Si l’on part de ce prin­cipe, quel peuple ne serait pas à condam­ner ? Nos bons alliés n’aiment pas beau­coup que l’on rap­pelle la manière dont les Anglais se com­por­tèrent avec les femmes boers ou com­ment ils s’y entendent pour mater une grève aux Indes. Les Amé­ri­cains, nous apprennent les sta­tis­tiques, se conten­taient de lyn­cher 300 nègres par an, dont une bonne dizaine brû­lés vifs. Quant aux Russes, pour ne pas avoir à prendre par­ti dans une cam­pagne de calom­nies où sont invo­qués les témoi­gnages de nos pri­son­niers rapa­triés, conten­tons-nous de noter que la presse anglaise accueille avec beau­coup de libé­ra­li­té les récits de ses rapa­triés par la Rus­sie : ils se plaignent d’a­voir été moles­tés, pour ne pas dire plus, par ceux qu’ils consi­dé­raient comme leurs libé­ra­teurs. C’est une cam­pagne poli­tique, direz-vous. Peut-être, et que cela vous rende pru­dents pour ce que nous lisons dans nos jour­naux. Et dans ce débal­lage des hor­reurs natio­nales aucun État n’est épar­gné. On s’é­tait jus­qu’i­ci lais­sé dire que la Suisse était un pays paci­fique et hos­pi­ta­lier, lisez plu­tôt ce qu’é­crivent les « Iszes­tia » du 15 avril sur les mau­vais trai­te­ments dont ont été vic­times les pri­son­niers sovié­tiques en Suisse :

« Le 23 février 1944, pour la fête de l’Ar­mée rouge, au camp de Waver­limes, les pri­son­niers s’é­taient réunis et chan­taient. Le com­man­dant du camp, un cer­tain capi­taine Ber­gen, lâcha les chiens et fit tirer. Il y eut 8 bles­sés dont un mou­rut. Las­sés de cette exis­tence « pire qu’en pri­son », cer­tains éva­dés ten­tèrent de gagner la France où ils savaient qu’il y avait des par­ti­sans. Ceux qui furent repris eurent à subir des peines de pri­son dans des condi­tions effrayantes : cel­lules étri­quées où il fal­lait péda­ler sans arrêt pour évi­ter que l’eau ne les inonde, ou cel­lules à paroi mobile, gar­nie de clous, qu’il fal­lait repous­ser à la main pour évi­ter d’être écra­sé. Qui sait com­bien de citoyens sovié­tiques périrent dans les chambres de tor­ture des pays neutres. »

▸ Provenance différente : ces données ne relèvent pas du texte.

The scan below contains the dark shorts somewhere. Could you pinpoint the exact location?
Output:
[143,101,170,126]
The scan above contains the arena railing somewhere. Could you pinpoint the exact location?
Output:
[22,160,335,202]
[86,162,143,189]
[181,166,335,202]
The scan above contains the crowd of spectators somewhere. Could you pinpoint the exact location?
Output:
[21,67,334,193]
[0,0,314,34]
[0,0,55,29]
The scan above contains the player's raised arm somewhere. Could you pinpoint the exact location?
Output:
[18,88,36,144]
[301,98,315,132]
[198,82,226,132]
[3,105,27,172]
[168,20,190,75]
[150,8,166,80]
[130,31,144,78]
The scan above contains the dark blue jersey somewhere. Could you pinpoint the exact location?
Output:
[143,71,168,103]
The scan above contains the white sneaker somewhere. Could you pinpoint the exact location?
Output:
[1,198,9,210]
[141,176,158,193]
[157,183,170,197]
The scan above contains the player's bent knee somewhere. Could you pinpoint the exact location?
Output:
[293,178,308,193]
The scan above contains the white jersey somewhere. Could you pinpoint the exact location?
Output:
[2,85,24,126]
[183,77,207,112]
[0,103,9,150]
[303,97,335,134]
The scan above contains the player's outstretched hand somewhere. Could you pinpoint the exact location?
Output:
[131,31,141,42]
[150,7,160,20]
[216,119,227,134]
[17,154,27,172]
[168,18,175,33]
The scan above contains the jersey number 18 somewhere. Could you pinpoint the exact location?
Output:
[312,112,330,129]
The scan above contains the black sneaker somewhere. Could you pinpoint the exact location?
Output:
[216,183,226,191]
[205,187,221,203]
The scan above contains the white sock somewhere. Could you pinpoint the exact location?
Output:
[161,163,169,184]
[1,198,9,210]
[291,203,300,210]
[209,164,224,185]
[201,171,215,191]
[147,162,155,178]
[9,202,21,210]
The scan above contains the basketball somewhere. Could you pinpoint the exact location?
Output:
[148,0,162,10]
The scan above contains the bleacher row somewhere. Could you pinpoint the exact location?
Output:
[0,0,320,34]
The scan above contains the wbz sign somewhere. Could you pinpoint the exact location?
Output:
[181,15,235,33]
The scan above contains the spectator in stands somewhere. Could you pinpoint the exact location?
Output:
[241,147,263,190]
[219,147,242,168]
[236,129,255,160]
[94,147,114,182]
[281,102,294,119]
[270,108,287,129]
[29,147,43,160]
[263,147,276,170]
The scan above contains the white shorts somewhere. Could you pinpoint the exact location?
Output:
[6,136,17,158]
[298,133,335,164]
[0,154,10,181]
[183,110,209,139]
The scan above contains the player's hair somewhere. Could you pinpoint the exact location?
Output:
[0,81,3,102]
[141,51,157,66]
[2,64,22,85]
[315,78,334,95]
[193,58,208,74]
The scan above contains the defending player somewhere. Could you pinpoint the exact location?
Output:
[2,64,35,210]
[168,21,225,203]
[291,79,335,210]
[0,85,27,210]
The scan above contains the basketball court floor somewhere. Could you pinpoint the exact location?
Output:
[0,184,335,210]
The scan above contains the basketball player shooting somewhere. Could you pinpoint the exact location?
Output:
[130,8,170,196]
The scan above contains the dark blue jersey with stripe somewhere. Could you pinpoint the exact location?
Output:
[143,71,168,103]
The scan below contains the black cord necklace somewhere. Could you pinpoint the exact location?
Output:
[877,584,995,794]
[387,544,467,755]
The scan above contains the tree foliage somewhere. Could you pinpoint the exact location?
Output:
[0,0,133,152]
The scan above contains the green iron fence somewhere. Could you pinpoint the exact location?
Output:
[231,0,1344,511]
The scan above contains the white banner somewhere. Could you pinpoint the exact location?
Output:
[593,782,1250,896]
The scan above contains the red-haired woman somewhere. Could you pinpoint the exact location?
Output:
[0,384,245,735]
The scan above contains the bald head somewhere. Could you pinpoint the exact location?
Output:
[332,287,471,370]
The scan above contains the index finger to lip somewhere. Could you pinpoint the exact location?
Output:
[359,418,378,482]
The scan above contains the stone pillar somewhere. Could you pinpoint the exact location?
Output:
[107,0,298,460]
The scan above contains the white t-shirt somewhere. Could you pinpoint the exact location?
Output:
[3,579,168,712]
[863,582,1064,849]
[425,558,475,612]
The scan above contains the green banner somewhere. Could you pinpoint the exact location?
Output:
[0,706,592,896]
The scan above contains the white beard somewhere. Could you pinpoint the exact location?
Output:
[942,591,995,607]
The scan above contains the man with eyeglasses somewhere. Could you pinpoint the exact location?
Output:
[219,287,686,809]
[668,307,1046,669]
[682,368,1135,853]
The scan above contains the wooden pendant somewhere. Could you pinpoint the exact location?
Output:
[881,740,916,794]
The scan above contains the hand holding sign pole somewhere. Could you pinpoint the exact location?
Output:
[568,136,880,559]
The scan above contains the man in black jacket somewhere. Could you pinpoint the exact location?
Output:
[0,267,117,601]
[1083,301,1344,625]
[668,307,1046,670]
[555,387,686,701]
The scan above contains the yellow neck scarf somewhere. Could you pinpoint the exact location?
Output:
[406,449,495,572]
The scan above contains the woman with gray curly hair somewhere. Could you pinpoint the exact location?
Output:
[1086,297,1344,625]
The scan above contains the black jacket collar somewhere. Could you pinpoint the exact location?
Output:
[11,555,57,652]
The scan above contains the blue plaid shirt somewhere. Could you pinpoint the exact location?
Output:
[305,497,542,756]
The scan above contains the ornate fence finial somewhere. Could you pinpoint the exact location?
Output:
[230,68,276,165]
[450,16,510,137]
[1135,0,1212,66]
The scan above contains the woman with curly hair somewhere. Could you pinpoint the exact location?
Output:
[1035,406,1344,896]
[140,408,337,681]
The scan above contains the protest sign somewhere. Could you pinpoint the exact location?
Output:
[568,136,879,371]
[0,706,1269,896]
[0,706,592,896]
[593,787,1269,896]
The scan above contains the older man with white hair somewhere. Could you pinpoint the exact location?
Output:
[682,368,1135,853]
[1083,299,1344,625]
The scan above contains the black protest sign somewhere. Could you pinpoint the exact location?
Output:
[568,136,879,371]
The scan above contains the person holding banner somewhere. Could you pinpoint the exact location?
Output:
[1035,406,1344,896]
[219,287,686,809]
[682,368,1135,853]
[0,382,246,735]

Alors la Suisse aus­si au ban des nations civilisées ? 

Mais il ne faut pas mon­trer les défauts des autres avec un doigt sale, dit un pro­verbe ita­lien. Je n’ai pas besoin de deman­der à André Gide de nous rap­pe­ler com­ment les Fran­çais se conduisent en Afrique avec les peuples qu’ils civi­lisent, ni d’in­vo­quer les vieilles his­toires de Biri­bi. Tata­houine, la cra­pau­dine, les enter­rés vivants et tous les sup­plices des Bat’ d’Af’. Je racon­te­rai seule­ment ce que j’ai vu à Clair­vaux. En février 1940 arrive à la cen­trale un auto­no­miste ukrai­nien condam­né à quatre ans de pri­son pour pro­pos défai­tistes (il avait dit qu’il était heu­reux que la Pologne soit vain­cue et qu’­Hit­ler libé­re­rait les Ukrai­niens). Com­pre­nant assez mal le fran­çais, le mal­heu­reux est arrê­té et mis au cachot pour indis­ci­pline. Là, il est roué de coups par les gar­diens qui le frappent sur la tête, lui occa­sion­nant une frac­ture du crâne. Toute la nuit il hur­la sa souf­france aux échos du quar­tier cel­lu­laire et à l’aube il mou­rut. À Buchen­wald, les actes de décès men­tionnent « fai­blesse du cœur », à Clair­vaux « ménin­gite cérébrale ».

Par­mi les puni­tions, une des plus cou­rantes est la cami­sole de force : le pri­son­nier est ligo­té à l’in­té­rieur, on lui attache les deux mains aux che­villes, der­rière le dos, et on le laisse ain­si age­nouillé sur le ciment de sa cel­lule pen­dant vingt-quatre heures. S’il crie sa révolte, on jette sur lui deux ou trois seaux d’eau, la toile de la cami­sole se res­serre jus­qu’à désar­ti­cu­ler les omo­plates. Cela se pas­sait sous Dala­dier ; qui peut affir­mer que nos mœurs péni­ten­tiaires se sont huma­ni­sées main­te­nant ? En tout cas, le sinistre Bar­bi­cane qui pré­si­dait à ces sup­plices et qui main­te­nant jouit pai­si­ble­ment d’une retraite payée par le gou­ver­ne­ment fran­çais doit bien rire lors­qu’on parle des châ­ti­ments des crimes de guerre. On voit donc que le gou­ver­ne­ment fran­çais et sa presse sont assez mal pla­cés pour se poser en accu­sa­teurs. Je pense que c’est non seule­ment le droit, mais aus­si le devoir des res­ca­pés des camps d’ex­ter­mi­na­tion nazis de dire ce qu’ils ont vu et ce qu’ont subi leurs cama­rades. Par contre, il faut dénon­cer comme une basse besogne des diri­geants pour exci­ter les peuples les uns contre les autres, cette cam­pagne des cor­res­pon­dants de guerre et des pisse-copies qui vont visi­ter ces camps en tou­ristes et y faire un repor­tage, alors qu’il n’y a plus aucun dan­ger à y courir.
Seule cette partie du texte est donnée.